Reserve component prepares for JQS implementation

  • Published
  • By Senior Master Sgt. Kelly Mazezka
  • Air Reserve Personnel Center Public Affairs
Revisions to a Defense Department Joint Qualification System instruction, expected out next month, will enable Air Force Reserve officials to establish implementation procedures for Air Reserve Component Airmen.

 "The revision," said Maj. Eric Levesque, Chief, Developmental Education and Joint Officer Management Policy for the Air Force Reserve, "will address how our part-time reserve force will receive credit for their joint experience and education." 

JQS helps identify active and reserve component military personnel who possess the abilities needed to achieve success in the joint and interagency environment. This program allows DoD to better incorporate an officer's joint experiences and qualifications into assignment, promotion and development decisions. 

Previously, only officers who were assigned to a joint duty assignment could become joint qualified, but this criteria changed with the National Defense Authorization Act of 2007. The new Joint Qualification System does not replace the current joint specialty system but supplements it. 

"We have Citizen Airmen in the field who are accomplishing the joint mission and gaining valuable joint experiences," Major Levesque said. "This new system will allow us to capture that experience and get these officers the joint credit they deserve." 

Although the primary method of acquiring joint experience will remain a standard joint duty assignment and completing joint professional military education, JQS also allows point accumulation through a combination of shorter joint assignments, exercises and training. This change makes Reserve component participation more feasible. The experience-based system awards points in tracking the progression through successive qualification levels, while accounting for the intensity, environment, duration and frequency of each joint activity. 

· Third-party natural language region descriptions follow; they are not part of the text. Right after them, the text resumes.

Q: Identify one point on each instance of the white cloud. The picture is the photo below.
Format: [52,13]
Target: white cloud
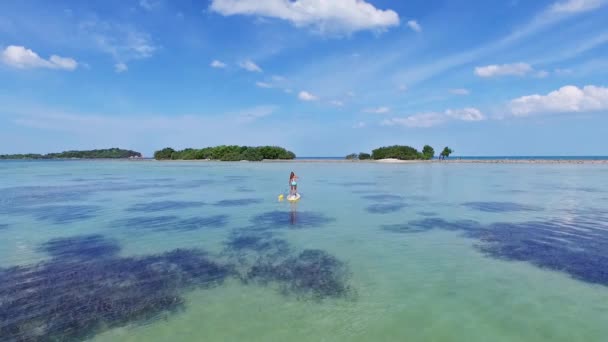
[120,67]
[379,110]
[217,64]
[413,24]
[252,114]
[325,16]
[430,119]
[563,71]
[123,42]
[517,69]
[250,66]
[465,114]
[23,58]
[263,85]
[149,5]
[567,99]
[575,6]
[306,96]
[417,120]
[460,91]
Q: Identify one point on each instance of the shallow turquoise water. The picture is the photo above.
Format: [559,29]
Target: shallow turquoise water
[443,252]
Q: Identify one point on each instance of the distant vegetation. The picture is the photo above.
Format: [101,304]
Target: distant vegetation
[445,153]
[110,153]
[360,156]
[225,153]
[400,152]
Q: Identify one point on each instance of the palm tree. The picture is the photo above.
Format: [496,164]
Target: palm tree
[445,153]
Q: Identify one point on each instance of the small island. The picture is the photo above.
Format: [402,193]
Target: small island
[226,153]
[110,153]
[400,152]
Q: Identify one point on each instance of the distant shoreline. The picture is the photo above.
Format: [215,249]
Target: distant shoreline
[396,161]
[468,160]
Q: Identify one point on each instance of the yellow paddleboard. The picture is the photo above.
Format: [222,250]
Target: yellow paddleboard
[293,198]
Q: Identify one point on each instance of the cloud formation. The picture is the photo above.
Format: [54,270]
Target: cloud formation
[263,85]
[306,96]
[253,114]
[413,24]
[465,114]
[325,16]
[217,64]
[120,67]
[460,91]
[121,41]
[430,119]
[21,57]
[567,99]
[516,69]
[379,110]
[575,6]
[149,5]
[250,66]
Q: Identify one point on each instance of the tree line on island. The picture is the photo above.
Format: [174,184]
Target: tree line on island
[401,152]
[110,153]
[226,153]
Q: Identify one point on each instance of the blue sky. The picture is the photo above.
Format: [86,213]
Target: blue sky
[322,78]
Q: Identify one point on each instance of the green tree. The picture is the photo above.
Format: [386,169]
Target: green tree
[226,153]
[446,152]
[396,151]
[164,154]
[364,156]
[428,152]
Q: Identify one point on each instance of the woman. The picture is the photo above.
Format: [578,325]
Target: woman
[293,184]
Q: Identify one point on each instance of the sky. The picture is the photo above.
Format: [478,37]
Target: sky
[319,77]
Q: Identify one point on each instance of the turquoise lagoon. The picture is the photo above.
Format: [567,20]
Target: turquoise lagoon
[372,252]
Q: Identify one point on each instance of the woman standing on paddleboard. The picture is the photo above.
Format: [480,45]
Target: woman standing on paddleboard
[293,184]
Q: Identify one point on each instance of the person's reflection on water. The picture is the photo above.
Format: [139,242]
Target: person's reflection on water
[293,213]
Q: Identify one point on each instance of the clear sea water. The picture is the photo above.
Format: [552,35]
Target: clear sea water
[371,252]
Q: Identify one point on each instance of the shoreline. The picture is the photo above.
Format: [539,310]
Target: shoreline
[343,161]
[396,161]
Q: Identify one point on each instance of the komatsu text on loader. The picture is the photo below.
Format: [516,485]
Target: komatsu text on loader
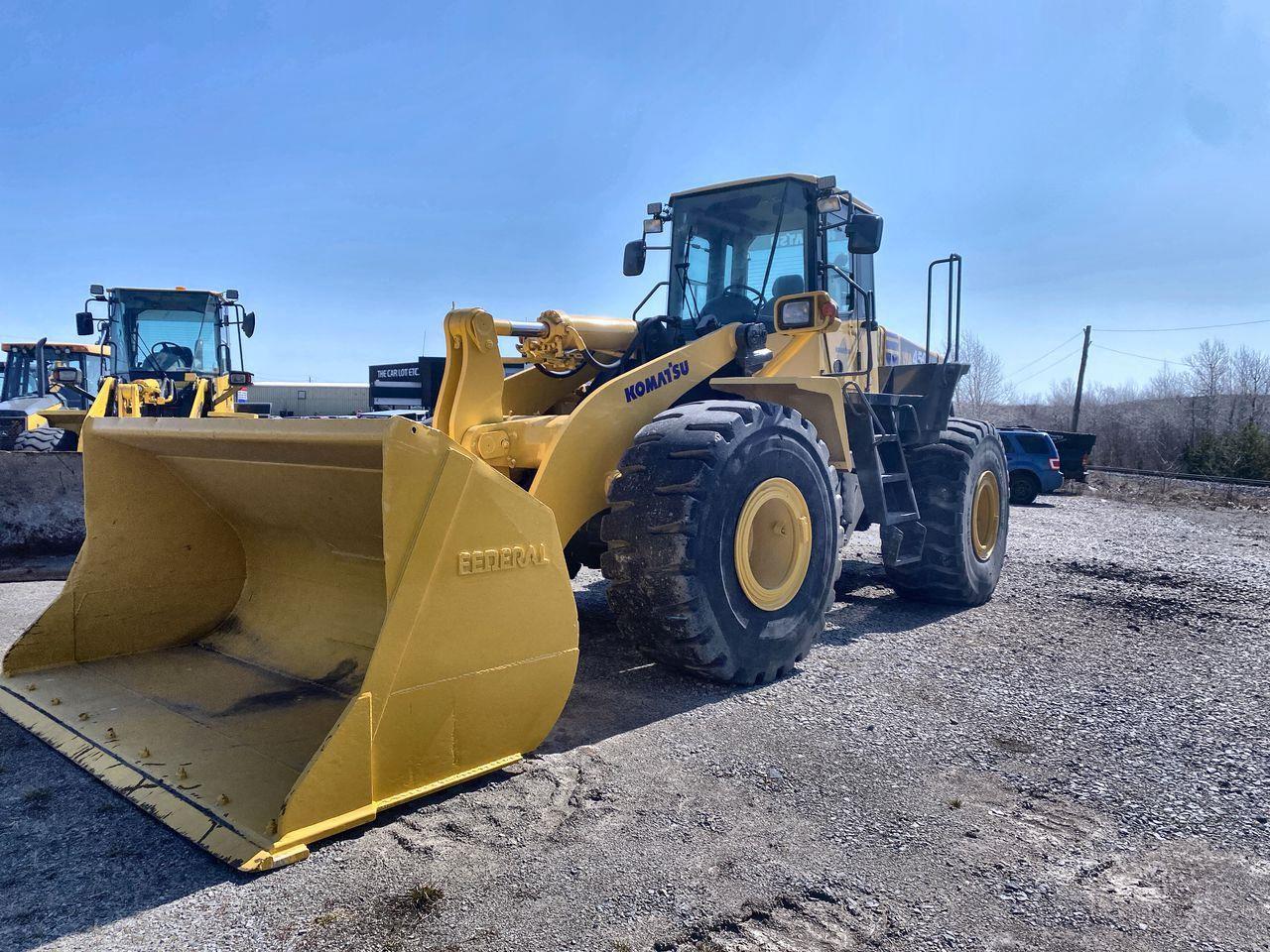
[277,629]
[168,353]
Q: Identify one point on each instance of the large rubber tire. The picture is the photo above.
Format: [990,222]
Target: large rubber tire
[1024,488]
[945,475]
[46,439]
[671,536]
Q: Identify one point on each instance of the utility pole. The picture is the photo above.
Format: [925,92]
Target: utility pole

The system encourages officers' career-long development of joint expertise because it recognizes experiences earned from commissioning to retirement. The new system has four levels, and each level includes a combination of factors based on joint education, experience and other criteria. 

Progression through the levels is largely dependent on meeting the definition of "joint matters." Joint matters include duties related to the achievement of unified action by multiple military forces in the areas of national military strategy, strategic and contingency planning, command and control of operations under unified command, national security planning with other departments or agencies, and combined operations with military forces of allied nations. 

The JQS includes a grandfather clause permitting retroactive point credit dating back to Oct. 1, 1986, for Reserve component officers and Sept. 11, 2001, for active-duty officers.